Une observation partagée par Mehdi Cherif-Zahar, qui pointe certaines limites propres au secteur public, notamment en matière de moyens financiers. «On voit aussi une prolifération des applications disponibles. Les enseignants se retrouvent parfois face à un portefeuille d’offres très large. Cela devient difficile d’avoir une stratégie cohérente pour l’éducation publique.»

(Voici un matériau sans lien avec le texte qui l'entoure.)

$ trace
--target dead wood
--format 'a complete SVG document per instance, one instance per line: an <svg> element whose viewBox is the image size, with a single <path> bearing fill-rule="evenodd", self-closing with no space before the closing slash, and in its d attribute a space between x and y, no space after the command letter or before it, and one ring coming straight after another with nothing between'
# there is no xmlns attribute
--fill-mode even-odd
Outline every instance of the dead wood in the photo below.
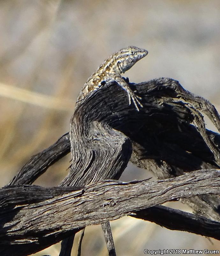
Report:
<svg viewBox="0 0 220 256"><path fill-rule="evenodd" d="M170 78L161 78L138 84L131 84L131 86L142 97L144 108L139 112L134 106L128 105L126 93L116 84L107 84L92 93L75 110L71 119L70 130L72 165L70 173L61 185L84 186L95 181L118 179L129 160L131 143L133 151L130 160L137 166L152 172L161 179L200 169L209 169L211 173L212 171L211 169L219 168L220 137L218 134L205 129L202 115L202 112L206 115L219 129L219 115L213 105L202 98L185 91L177 81ZM69 152L70 145L68 135L64 135L48 149L33 157L14 178L10 185L31 184L50 165ZM202 179L203 174L200 175ZM219 180L218 182L219 188ZM108 187L108 191L110 189L113 189ZM180 189L183 193L186 192L183 191L183 188ZM200 194L196 194L199 196L190 197L187 202L195 212L204 217L204 219L195 217L198 221L206 220L209 223L207 226L215 223L214 225L217 226L219 223L216 221L220 219L219 197L205 194L219 195L219 189L218 193L214 189L212 192L209 190L209 192L205 193L204 188L203 189ZM83 189L80 191L82 193ZM41 193L43 193L42 191ZM162 195L160 195L161 198ZM188 197L180 196L179 198ZM136 204L137 198L135 198L133 200L134 206ZM16 201L16 198L14 200ZM34 204L39 203L34 203ZM28 203L30 203L30 202ZM116 209L118 205L117 203L113 208ZM155 204L147 205L145 208ZM60 204L60 206L62 208ZM169 214L169 221L168 217L165 221L158 221L157 214L158 211L161 212L162 210L158 210L158 206L155 207L146 209L144 214L133 213L133 216L145 219L147 219L146 216L148 216L149 220L168 228L184 230L184 227L178 226L177 221L174 223L175 225L171 226L169 222L172 217L170 209L163 209L164 212L167 212L167 216ZM69 211L68 209L68 212ZM176 210L172 211L177 212ZM148 215L148 211L151 213L151 216L150 213ZM152 214L154 212L154 214ZM131 213L130 211L126 214ZM67 212L65 213L67 214ZM74 213L74 216L75 214ZM42 218L47 222L51 219L50 215L41 213L38 219L40 221ZM48 220L46 220L44 216ZM192 217L187 214L184 216L190 220ZM113 219L105 217L103 220L107 221L117 217L118 216L116 215ZM103 223L100 218L99 220L99 223ZM212 221L212 220L216 221ZM68 223L72 223L72 220L69 220ZM85 224L84 225L95 222ZM56 224L59 227L58 223ZM66 224L66 227L68 226ZM195 230L190 232L201 234L199 226L195 224L191 226L194 227ZM74 227L72 224L71 226L72 228ZM71 230L63 230L61 233L58 232L59 235L55 232L56 234L54 236L56 238L52 239L53 243L74 234L79 230L77 229L81 228L81 228L77 227L74 230L72 228ZM44 228L41 228L41 234L44 234ZM184 230L189 231L190 225L185 228ZM56 228L59 230L57 227ZM46 231L45 232L47 233ZM208 236L213 237L210 233ZM32 247L27 242L22 246L32 252L51 244L49 236L46 236L46 239L44 235L42 236L38 235L37 242L35 244L33 241ZM41 236L43 239L41 239ZM18 237L19 240L19 237ZM40 243L39 237L40 237Z"/></svg>

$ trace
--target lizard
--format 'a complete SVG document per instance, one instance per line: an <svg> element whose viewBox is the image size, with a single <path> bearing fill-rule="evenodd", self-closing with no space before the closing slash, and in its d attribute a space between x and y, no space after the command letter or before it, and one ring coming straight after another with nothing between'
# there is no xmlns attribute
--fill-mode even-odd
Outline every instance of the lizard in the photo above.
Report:
<svg viewBox="0 0 220 256"><path fill-rule="evenodd" d="M129 46L117 52L106 59L90 76L79 94L77 103L83 100L91 92L97 91L105 82L115 81L125 90L128 98L129 105L131 100L138 111L141 98L136 95L121 74L129 69L138 60L148 53L146 50L135 46Z"/></svg>

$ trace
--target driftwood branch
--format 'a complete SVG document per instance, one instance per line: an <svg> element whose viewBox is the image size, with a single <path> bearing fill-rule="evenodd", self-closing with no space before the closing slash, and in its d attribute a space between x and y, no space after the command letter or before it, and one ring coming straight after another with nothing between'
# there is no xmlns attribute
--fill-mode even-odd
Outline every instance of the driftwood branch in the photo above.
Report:
<svg viewBox="0 0 220 256"><path fill-rule="evenodd" d="M88 183L96 182L103 179L119 178L129 160L131 153L131 143L133 152L130 160L138 166L152 172L160 179L176 177L182 175L184 172L192 172L176 178L178 180L179 180L178 179L181 179L182 177L184 179L188 177L187 175L194 175L194 171L206 170L206 171L204 172L202 171L200 172L196 173L199 173L200 177L197 177L198 180L196 179L194 180L197 180L200 184L200 180L205 181L204 177L206 177L206 179L209 178L209 176L208 178L205 176L208 175L208 173L209 172L210 174L214 172L215 172L216 174L218 173L217 171L212 169L218 169L220 165L220 136L218 134L205 129L202 116L202 113L207 115L219 128L220 118L213 105L204 99L186 91L177 81L170 78L155 79L138 84L131 84L130 86L136 90L137 94L142 98L142 103L144 107L139 112L137 113L134 107L128 105L126 93L117 84L113 83L107 84L94 93L91 93L82 101L82 104L79 104L76 108L71 121L70 133L72 141L72 164L69 174L61 186L84 187ZM37 177L46 171L49 166L69 152L70 148L70 137L68 134L65 134L48 148L34 156L22 168L9 185L31 184ZM210 178L211 178L211 176ZM218 182L219 188L219 180L216 181L217 184ZM112 185L112 182L115 182L115 184ZM194 218L191 215L184 214L183 218L184 217L186 218L190 222L194 220L193 221L195 223L194 225L187 226L187 224L186 226L184 225L181 226L179 223L178 225L178 222L176 221L174 222L172 226L170 224L172 220L170 211L176 214L174 216L177 216L177 218L179 217L178 216L180 217L181 214L176 210L171 210L166 208L161 210L158 206L154 206L144 210L142 210L141 212L133 212L141 209L143 209L144 208L162 203L159 200L157 201L157 203L155 201L155 204L150 204L148 201L148 204L144 204L143 208L138 209L133 208L129 211L127 209L128 212L126 212L127 210L123 208L121 209L122 211L121 212L124 213L121 214L132 214L132 216L136 217L142 218L146 220L148 219L148 218L149 220L171 229L186 230L218 239L218 235L217 234L216 235L217 232L216 233L213 232L212 234L209 229L209 228L207 228L206 235L202 233L199 228L200 221L202 222L202 220L206 220L206 223L208 223L207 226L209 225L209 227L212 225L217 227L219 224L216 221L220 220L220 200L219 196L219 196L219 189L218 192L216 190L217 189L215 187L211 188L210 183L209 180L209 184L207 184L209 186L206 186L207 190L203 187L202 191L197 189L196 193L190 194L190 196L189 194L188 196L184 194L187 194L187 191L184 190L183 183L181 183L183 187L179 187L180 185L179 184L173 188L174 190L179 188L180 190L178 191L180 193L181 191L183 193L178 197L178 198L185 198L184 201L189 204L195 212L203 216L202 217L194 215ZM119 184L117 182L111 182L109 187L108 185L107 185L108 184L107 182L99 183L99 185L106 185L106 188L109 193L112 189L112 191L114 191L115 186L119 186L119 187L125 188L124 184L120 183L119 185ZM110 184L112 185L112 187ZM127 185L135 185L133 184ZM92 186L93 185L91 186L92 187L86 187L87 188L84 189L82 188L80 190L73 192L73 196L74 198L76 197L77 199L81 197L83 197L88 188L93 187ZM95 187L96 185L95 184L94 186ZM17 188L16 186L14 187L14 189L16 190ZM9 187L8 188L10 188ZM43 195L44 192L41 190L42 189L38 188L41 194ZM49 196L52 197L52 198L49 197L47 200L53 200L55 198L60 198L59 197L64 196L65 200L63 198L61 200L61 200L58 200L57 203L58 202L61 207L61 204L62 205L61 202L66 206L66 204L68 205L69 204L72 207L72 204L74 204L74 200L72 202L73 197L66 197L67 194L64 192L66 188L60 188L59 193L61 194L59 194L52 193L51 195L51 192L45 192L45 193L48 193ZM4 188L2 189L4 189ZM62 190L62 189L64 190ZM56 190L55 188L53 189ZM69 188L68 189L71 188ZM167 195L167 191L165 189L165 194ZM198 192L199 191L200 193ZM204 192L205 191L206 192ZM158 194L157 195L160 196L159 197L163 201L164 195L162 193L160 194L160 192L161 191L159 190L158 191ZM5 191L4 193L5 192ZM36 192L36 195L38 194ZM64 194L62 194L62 193ZM122 196L122 194L120 194ZM75 196L73 195L75 195ZM145 198L148 198L149 200L148 196L149 195L147 196L145 194L144 195ZM102 198L101 195L101 193L99 195L100 200ZM192 197L195 196L198 196ZM131 195L131 196L132 196ZM33 204L35 206L38 204L43 205L44 203L42 202L44 202L46 198L43 197L42 202L40 203L38 203L38 201L26 202L28 205L26 209L23 206L21 209L18 207L17 210L18 211L16 212L16 215L12 218L12 220L14 217L19 216L20 217L22 215L19 214L21 212L24 213L22 211L24 209L27 211L26 212L33 212L32 211L33 211L33 208L31 208L30 205L29 205L29 204ZM72 199L69 201L69 199L70 198ZM145 202L147 203L140 196L139 196L138 198L143 200L144 204ZM136 204L137 197L135 197L135 200L133 201L132 198L132 197L130 198L129 202L131 204L133 203L134 206ZM89 199L90 200L91 198L89 197ZM167 198L166 200L169 201L174 199L174 198L171 197ZM3 198L2 200L4 203ZM16 200L19 201L18 198L15 198L15 202ZM1 200L0 202L1 202ZM108 201L108 202L109 202ZM5 205L5 202L4 203ZM112 203L113 204L112 201L110 201L110 206ZM81 226L75 226L72 225L72 221L74 221L72 218L75 217L74 213L74 217L71 215L72 219L68 219L68 223L66 222L64 225L65 228L62 226L62 224L60 225L62 227L61 228L61 226L59 225L60 222L53 223L54 226L53 226L53 228L55 229L53 235L45 235L48 234L47 228L44 226L40 228L39 224L40 229L38 230L39 233L36 235L36 241L34 239L32 240L31 237L26 237L26 241L24 242L22 245L16 244L13 246L16 247L18 255L22 255L18 254L18 252L20 251L19 250L23 252L22 255L24 255L24 252L25 251L29 252L30 253L31 252L37 251L52 244L51 243L54 243L70 235L74 234L82 227L103 223L120 217L121 215L115 214L115 212L113 210L117 209L118 207L120 208L119 206L120 204L119 202L112 207L111 206L108 206L107 204L104 208L107 209L108 211L105 212L103 217L100 218L99 214L96 216L99 220L99 222L90 222L90 224L83 222L84 224L81 223ZM17 205L19 204L18 203L17 204ZM101 204L102 205L105 205L104 204ZM58 210L58 205L57 207ZM63 215L69 216L68 214L70 214L70 212L73 214L72 212L69 208L65 209L67 209L66 212L65 212L64 214L62 212ZM110 209L111 212L108 212ZM36 208L34 209L36 210ZM123 212L124 210L125 212ZM163 221L158 221L157 217L158 212L161 212L162 211L166 213L164 213L166 216L168 216L169 214L170 219L167 217L167 219L165 218ZM36 220L38 220L39 223L41 223L41 220L44 220L45 225L49 225L50 220L54 220L53 218L51 219L51 214L47 214L49 212L47 211L40 212L46 212L47 214L41 214L38 218L36 217ZM114 213L112 213L114 212ZM113 215L109 217L108 214L110 214L111 213ZM54 212L53 214L55 215L56 213L56 211ZM25 216L26 217L27 215ZM81 218L83 219L83 214L81 213ZM61 218L61 220L62 219ZM31 222L29 222L29 226L32 226L32 223L35 225L36 222L35 219L32 218L31 221L28 218L26 220L27 221L29 220ZM214 220L215 221L213 221ZM61 221L62 222L61 220ZM70 223L71 225L70 224ZM37 225L36 222L36 225ZM57 225L55 228L54 227ZM25 233L27 232L28 227L27 223L26 225L24 226ZM69 227L70 229L68 229ZM26 228L27 229L26 229ZM22 228L21 228L22 229ZM73 228L74 229L73 229ZM205 228L204 228L206 230ZM6 232L5 234L6 243L7 241L12 241L10 240L12 236L10 237L10 238L8 238L8 240L7 240L7 237L9 234L11 234L10 230L9 229L8 233ZM18 232L18 231L17 230ZM13 232L15 236L16 232L14 230ZM51 234L49 232L48 234L49 233ZM207 235L208 234L209 235ZM17 239L19 241L21 237L20 236L18 236ZM51 240L50 238L52 237L53 238ZM28 239L32 241L32 244L30 244ZM3 249L3 252L8 251L5 249L7 246L6 245L6 247ZM22 249L18 250L18 247ZM26 250L27 251L26 251Z"/></svg>

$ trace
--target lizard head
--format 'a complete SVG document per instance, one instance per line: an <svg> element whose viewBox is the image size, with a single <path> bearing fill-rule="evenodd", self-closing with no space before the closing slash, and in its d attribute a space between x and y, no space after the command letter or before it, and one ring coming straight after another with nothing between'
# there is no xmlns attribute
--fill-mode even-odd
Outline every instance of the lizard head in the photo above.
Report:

Car les boîtes privées s’installant dans le champ de l’éducation sont multiples et prennent des formes variées, à l’instar de l’École 42 à Lausanne, gratuite et sans enseignants ou d’une école de tatouage à Morges, pas reconnue officiellement et dont la légitimité est remise en question par les professionnels du milieu. Outre la privatisation de l’éducation, l’essor des edupreneurs démontre un changement plus large : celui d’un marché en constante évolution, où les canaux traditionnels de formation sont challengés par de nouveaux formats et de nouveaux outils technologiques.

Par Mehdi El Ansari, Robin Rufener et Joyce Joliat
Ce travail journalistique a été réalisé pour le cours « Pratiques journalistiques thématiques » dans le cadre du master en journalisme de l’Académie du journalisme et des médias (AJM) de l’Université de Neuchâtel.